Why are the threats against Wagner by the Putin leading to the dissolution of the Russian myth?

Reading the text of Vladimir Putin’s televised statement on the mutiny of the Wagner organization, an emotional, apologetic, historical text, written rather with great pressure, we find many elements that highlight the general problematic of today’s “Putin’s” Russia and power structure.
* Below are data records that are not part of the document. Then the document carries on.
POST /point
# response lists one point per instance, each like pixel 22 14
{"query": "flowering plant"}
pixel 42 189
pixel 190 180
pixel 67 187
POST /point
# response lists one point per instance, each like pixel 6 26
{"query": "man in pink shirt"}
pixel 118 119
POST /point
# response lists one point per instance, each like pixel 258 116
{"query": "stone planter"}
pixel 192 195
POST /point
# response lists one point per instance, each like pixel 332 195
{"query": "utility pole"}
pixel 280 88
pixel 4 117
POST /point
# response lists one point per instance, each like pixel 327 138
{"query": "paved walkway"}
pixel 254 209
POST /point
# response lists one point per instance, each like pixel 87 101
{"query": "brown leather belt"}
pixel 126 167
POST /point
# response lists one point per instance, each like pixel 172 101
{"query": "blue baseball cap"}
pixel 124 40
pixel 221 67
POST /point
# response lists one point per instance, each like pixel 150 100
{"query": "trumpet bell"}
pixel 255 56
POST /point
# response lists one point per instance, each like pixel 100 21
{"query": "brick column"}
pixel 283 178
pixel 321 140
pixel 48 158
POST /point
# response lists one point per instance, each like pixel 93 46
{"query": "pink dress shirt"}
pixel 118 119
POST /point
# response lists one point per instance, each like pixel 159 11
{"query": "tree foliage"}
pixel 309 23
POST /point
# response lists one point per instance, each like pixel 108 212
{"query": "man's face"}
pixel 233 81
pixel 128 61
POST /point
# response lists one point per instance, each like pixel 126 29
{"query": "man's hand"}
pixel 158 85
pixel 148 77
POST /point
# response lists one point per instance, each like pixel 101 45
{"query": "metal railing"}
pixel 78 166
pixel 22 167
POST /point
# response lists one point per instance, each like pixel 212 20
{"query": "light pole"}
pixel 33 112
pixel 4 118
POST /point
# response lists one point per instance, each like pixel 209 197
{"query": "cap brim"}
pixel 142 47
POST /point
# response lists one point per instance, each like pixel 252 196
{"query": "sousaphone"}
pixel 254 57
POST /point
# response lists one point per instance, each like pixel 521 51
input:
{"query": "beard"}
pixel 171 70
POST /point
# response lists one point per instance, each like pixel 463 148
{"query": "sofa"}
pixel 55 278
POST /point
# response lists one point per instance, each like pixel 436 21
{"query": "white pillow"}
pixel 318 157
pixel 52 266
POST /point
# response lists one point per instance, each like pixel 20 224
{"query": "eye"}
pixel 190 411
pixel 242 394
1. Heroes but also Τraitors

First, the main contradiction in Putin’s speech is when he calls the men of the Wagner Organization heroes for their participation in major battles in Ukraine, and then accuses them of “stabbing Russia in the back.” That’s the big problem. When you take a paramilitary group that you have built as a “mercenary” body, to leverage Russian interests in Africa and the Middle East, but without at the same time exposing yourself as a state, this is a common international practice. Disgusting and cynical tactics (the US did the same with mercenary organizations like Blackwater), but at least you keep your distance. But when you elevate the same group to the main point of attack in a “war of survival for the Motherland”, you give it the role of a regular army, without being, without being controlled and with an unsolicited right to judge its military and political administration country, then you open a huge pit.

For the history of modern Russia/USSR it is completely unacceptable and disintegrating, that a paramilitary body enjoys the honor (because it is considered as such) of being the main offensive unit, for many months on a front. In the war tradition of the USSR, military units had a bloody rivalry over who would be the first to attack, the first not to retreat “to one”. To each receive the honorary title of “Of the Guard,” to add stars of honor and decorations to their battle flag.

This competition of courage and loyalty to the Motherland, was not limited only to soldiers, it spread to society which recognized the Armed Forces as a clear, solid, unifying force, “baked in battle”, as a pillar of national security and above all of the national idea. And for the deeply emotional Russian soul, the parade, the local war memorial, the local military unit in which fathers and grandfathers had served, is not something simple, it is a solid element of their everyday life.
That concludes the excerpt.